Кофейный аппарат стоял неподалеку. Я поочередно загрузила в него несколько монеток, нажала нужную кнопку и стала ждать, пока мой заказ будет выполнен. Заодно огляделась, нет ли какой-нибудь полезной информации, но на стенах висела лишь реклама лекарств да предупреждение, что для «прохождения лабораторных исследований обязательны бахилы». Это было написано самыми крупным шрифтом, а ниже мелкими буковками по пунктам описывалось, как проходит забор крови и как к нему должен готовиться пациент.
К своему месту я вернулась, когда Слава уже вышел. Тут же сунула ему в руки пластиковый стаканчик с живительным зельем – так он называл черный кофе с сахаром, а девушке протянула такой же, только с добавлением молока. Та уже выглядела чуть лучше, лицо ее потеряло тревожный зеленоватый оттенок. Она протянула в ответ подготовленные деньги и снова поблагодарила:
– А я вспомнила, где вас видела. Вы ведь преподаете в восемьдесят третьей школе, так?
– Да.
– Я закончила ее два года назад, – пояснила девушка.
– Вот оно что, – без особого энтузиазма ответила я. – Такова уж наша судьба, куда бы ни пошел, везде встретишь или бывшего ученика, или кого-то из его родителей. Что ж, надеюсь, у вас все будет хорошо. Я про кровь.
– А, это! Да это так, ежегодная комиссия для института, – уже живее махнула рукой девушка.
– Ладно, мы пойдем, – поторопил меня Слава. – До свиданья.
– Надо же, а я ведь, наверное, эту девушку тоже чуть ли не каждый день в школе видела. Натыкалась несколько раз за неделю, а, может даже замещала у них несколько уроков. А ведь не запомнила совсем, – когда мы сели в машину, поделилась я с ним.
– Ты же не можешь знать в лицо и поименно всех учеников твоей школы, – ответил муж, заводя мотор. – За всю жизнь мы сталкиваемся с сотнями, тысячами людей. Но если ты попробуешь перечислить своих знакомых, найдется не больше пяти десятков. Это нормально, Лерик.
– И все же… не знаю, неприятно. Мы учим детей, растим их, чтобы выпустить во взрослую жизнь. Мы берем за них ответственность. А потом они просто уходят, и что? Кем они выросли? Чего добились? Моя мать со многими своими бывшими выпускниками до сих пор поддерживает связь, некоторые к ней уже приводят своих детей и даже внуков.
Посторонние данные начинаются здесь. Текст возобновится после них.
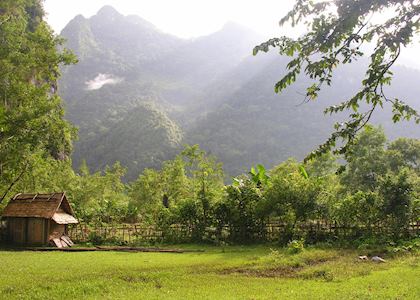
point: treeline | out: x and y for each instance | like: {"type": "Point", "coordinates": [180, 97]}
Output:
{"type": "Point", "coordinates": [375, 184]}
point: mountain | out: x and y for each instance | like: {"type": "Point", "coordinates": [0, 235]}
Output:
{"type": "Point", "coordinates": [138, 94]}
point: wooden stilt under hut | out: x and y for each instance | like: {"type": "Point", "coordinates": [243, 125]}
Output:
{"type": "Point", "coordinates": [39, 220]}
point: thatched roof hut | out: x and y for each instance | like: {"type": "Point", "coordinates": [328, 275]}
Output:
{"type": "Point", "coordinates": [38, 219]}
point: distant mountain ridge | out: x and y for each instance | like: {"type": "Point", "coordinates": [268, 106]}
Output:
{"type": "Point", "coordinates": [138, 94]}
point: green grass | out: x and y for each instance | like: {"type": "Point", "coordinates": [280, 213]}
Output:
{"type": "Point", "coordinates": [256, 272]}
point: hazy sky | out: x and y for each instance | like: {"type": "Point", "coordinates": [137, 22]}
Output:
{"type": "Point", "coordinates": [183, 18]}
{"type": "Point", "coordinates": [193, 18]}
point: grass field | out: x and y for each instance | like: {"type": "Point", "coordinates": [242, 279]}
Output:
{"type": "Point", "coordinates": [257, 272]}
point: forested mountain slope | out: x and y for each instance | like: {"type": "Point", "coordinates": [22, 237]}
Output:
{"type": "Point", "coordinates": [138, 94]}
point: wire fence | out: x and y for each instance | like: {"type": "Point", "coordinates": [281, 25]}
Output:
{"type": "Point", "coordinates": [274, 231]}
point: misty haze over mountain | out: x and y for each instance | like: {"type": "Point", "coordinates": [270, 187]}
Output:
{"type": "Point", "coordinates": [138, 94]}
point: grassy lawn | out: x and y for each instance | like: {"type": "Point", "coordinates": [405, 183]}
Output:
{"type": "Point", "coordinates": [256, 272]}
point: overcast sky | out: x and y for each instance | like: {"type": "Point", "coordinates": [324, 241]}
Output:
{"type": "Point", "coordinates": [193, 18]}
{"type": "Point", "coordinates": [183, 18]}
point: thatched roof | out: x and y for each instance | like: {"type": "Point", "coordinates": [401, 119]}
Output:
{"type": "Point", "coordinates": [37, 205]}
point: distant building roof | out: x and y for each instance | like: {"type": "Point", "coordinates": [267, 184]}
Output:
{"type": "Point", "coordinates": [39, 206]}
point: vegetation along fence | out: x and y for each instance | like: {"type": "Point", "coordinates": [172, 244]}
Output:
{"type": "Point", "coordinates": [138, 233]}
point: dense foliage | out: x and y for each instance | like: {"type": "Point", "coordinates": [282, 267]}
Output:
{"type": "Point", "coordinates": [210, 89]}
{"type": "Point", "coordinates": [377, 182]}
{"type": "Point", "coordinates": [339, 33]}
{"type": "Point", "coordinates": [31, 115]}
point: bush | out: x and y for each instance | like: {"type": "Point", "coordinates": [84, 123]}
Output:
{"type": "Point", "coordinates": [295, 246]}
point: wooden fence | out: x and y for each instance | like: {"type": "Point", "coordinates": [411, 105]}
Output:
{"type": "Point", "coordinates": [135, 233]}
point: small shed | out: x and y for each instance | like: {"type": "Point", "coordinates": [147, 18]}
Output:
{"type": "Point", "coordinates": [39, 219]}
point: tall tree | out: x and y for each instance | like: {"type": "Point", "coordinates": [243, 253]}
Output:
{"type": "Point", "coordinates": [339, 30]}
{"type": "Point", "coordinates": [31, 115]}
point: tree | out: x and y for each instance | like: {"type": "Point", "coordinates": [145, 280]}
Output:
{"type": "Point", "coordinates": [31, 115]}
{"type": "Point", "coordinates": [339, 30]}
{"type": "Point", "coordinates": [366, 162]}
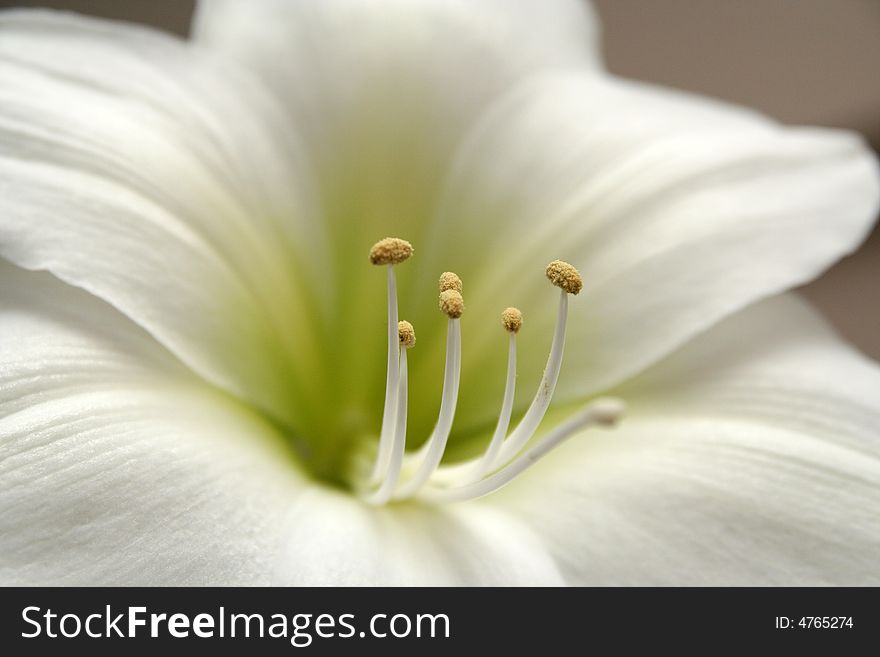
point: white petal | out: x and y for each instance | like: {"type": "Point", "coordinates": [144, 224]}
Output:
{"type": "Point", "coordinates": [155, 178]}
{"type": "Point", "coordinates": [335, 540]}
{"type": "Point", "coordinates": [118, 467]}
{"type": "Point", "coordinates": [677, 210]}
{"type": "Point", "coordinates": [382, 92]}
{"type": "Point", "coordinates": [751, 457]}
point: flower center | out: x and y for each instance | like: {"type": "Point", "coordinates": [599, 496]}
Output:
{"type": "Point", "coordinates": [395, 474]}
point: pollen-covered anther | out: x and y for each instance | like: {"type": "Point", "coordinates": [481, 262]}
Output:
{"type": "Point", "coordinates": [451, 303]}
{"type": "Point", "coordinates": [512, 320]}
{"type": "Point", "coordinates": [565, 276]}
{"type": "Point", "coordinates": [406, 334]}
{"type": "Point", "coordinates": [450, 281]}
{"type": "Point", "coordinates": [390, 251]}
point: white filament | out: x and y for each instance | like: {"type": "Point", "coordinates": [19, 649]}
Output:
{"type": "Point", "coordinates": [391, 380]}
{"type": "Point", "coordinates": [485, 463]}
{"type": "Point", "coordinates": [432, 453]}
{"type": "Point", "coordinates": [398, 441]}
{"type": "Point", "coordinates": [602, 411]}
{"type": "Point", "coordinates": [530, 421]}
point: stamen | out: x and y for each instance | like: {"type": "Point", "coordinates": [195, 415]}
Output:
{"type": "Point", "coordinates": [505, 458]}
{"type": "Point", "coordinates": [567, 278]}
{"type": "Point", "coordinates": [451, 303]}
{"type": "Point", "coordinates": [432, 453]}
{"type": "Point", "coordinates": [389, 251]}
{"type": "Point", "coordinates": [601, 412]}
{"type": "Point", "coordinates": [512, 320]}
{"type": "Point", "coordinates": [450, 281]}
{"type": "Point", "coordinates": [406, 338]}
{"type": "Point", "coordinates": [406, 334]}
– Ну, ты не настолько стара, чтобы к тебе приводили внуков… – хихикнул Доброслав. – Лерик, расслабься. Вот увидишь, лет через десять и у тебя появляться преданные фанаты.
– Надеюсь.
Мне надо было хоть о чем-то болтать. Во-первых, очень хотелось спать, а во-вторых, стоило замолчать, как мысли возвращались в уже проторенную колею неприятных рассуждений. Я не знала, чего ждать от КТ, не знала, какие прогнозы даст Алиса Григорьевна. Но больше всего меня пугало одно слово. Короткое, как удар, и жестокое, как садист – «рак». Передо мной являлись все муки ада. Мой разум рисовал на лысо обритого мужа, бредущего с капельницей по коридорам онкологического отделения, словно какой-то призрак – белее мела, худой, словно узник концлагеря. И от этого зрелища мое тело деревенело. Если бы Доброслав мог читать мысли, он, скорее всего, возненавидел меня. Разве правильные жены не верят в хороший исход? Разве они не надеются на лучшее, всегда, даже когда становится совсем худо?